I see documentation about integer overflow (it's causes a crash, or you can use special operators like &+.
What's the deal with Float? It seems that sometimes you get infinity, and sometimes you get the maximum value, so you can get a + 1 == a. Is this defined and documented somewhere?
let a = Float.greatestFiniteMagnitude
let b = a + 1.0
print("\(a), \(b), \(a == b)") // shows a and b are the same
let c = a * 1.0000001
print("\(c), \(a == c)") // inf, false
The arithmetic behavior of Float (and any type conforming to the FloatingPoint protocol) is fully defined by the IEEE 754 standard.
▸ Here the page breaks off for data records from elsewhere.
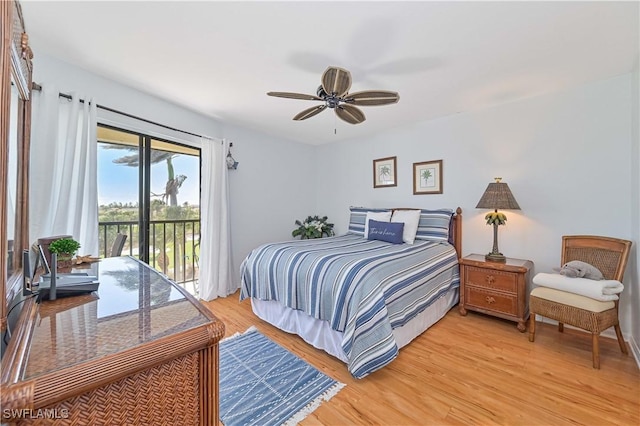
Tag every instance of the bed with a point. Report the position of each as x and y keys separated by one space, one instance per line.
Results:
x=356 y=298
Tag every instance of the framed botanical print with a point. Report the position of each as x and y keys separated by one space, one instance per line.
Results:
x=427 y=177
x=384 y=172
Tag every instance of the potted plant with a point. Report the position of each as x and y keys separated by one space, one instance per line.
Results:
x=313 y=227
x=65 y=248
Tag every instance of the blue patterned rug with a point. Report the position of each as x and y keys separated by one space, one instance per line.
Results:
x=261 y=383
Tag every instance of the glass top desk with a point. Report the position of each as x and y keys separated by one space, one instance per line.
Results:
x=139 y=346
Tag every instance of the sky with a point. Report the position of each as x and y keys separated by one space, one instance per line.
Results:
x=119 y=183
This binding is documented in the documentation text for the protocols:
/// Adds two values and produces their sum, rounded to a
/// representable value.
///
/// The addition operator (`+`) calculates the sum of its two arguments. For
/// example:
///
/// let x = 1.5
/// let y = x + 2.25
/// // y == 3.75
///
/// The `+` operator implements the addition operation defined by the
/// [IEEE 754 specification][spec].
///
/// [spec]: http://ieeexplore.ieee.org/servlet/opac?punumber=4610933
///
/// - Parameters:
/// - lhs: The first value to add.
/// - rhs: The second value to add.
override static func +(lhs: Self, rhs: Self) -> Self
IEEE 754 basic arithmetic operations (like + and *) are defined to be correctly rounded. You interpret the input values as exact real numbers, compute the result of the operation on the reals, and then round that result to the closest representable floating-point value. There's a special rule at the limit of the floating-point number line, where infinity is treated as though it were the next value, if the exponent range were unbounded.
Let's work through your examples:
let a = Float.greatestFiniteMagnitude
// a has the value 2^128 - 2^104
let b = a + 1.0
// the exact result of a + 1 (as a real number is):
// 2^128 - 2^104 + 1
// that's not representable as Float, so we have to round it.
// The closest finite value is a itself, and for the purposes of
// rounding, we treat the next large value, infinity, as though
// it were 2^128. a + 1 is much closer to a than it is to this
// value, so the result is a.
let c = a * 1.0000001
// First, 1.0000001 is actually 1.00000011920928955078125,
// or 1 + 2^(-23), since that's the closest representable value.
// When we multiply that by a in exact real arithmetic, we get:
//
// (2^128 - 2^104)(1 + 2^(-23)) = 2^128 + 2^105 - 2^104 - 2^81
// = 2^128 + 2^104 - 2^81
//
// Remember that, for the purposes of detecting overflow, we
// pretend that infinity is `2^128` (what would otherwise be the
// next representable value after `.greatestFiniteMagnitude).
// Since this value is bigger than that (and hence definitely
// bigger than the halfway point between a and that value), the
// computation overflow and returns +infinity.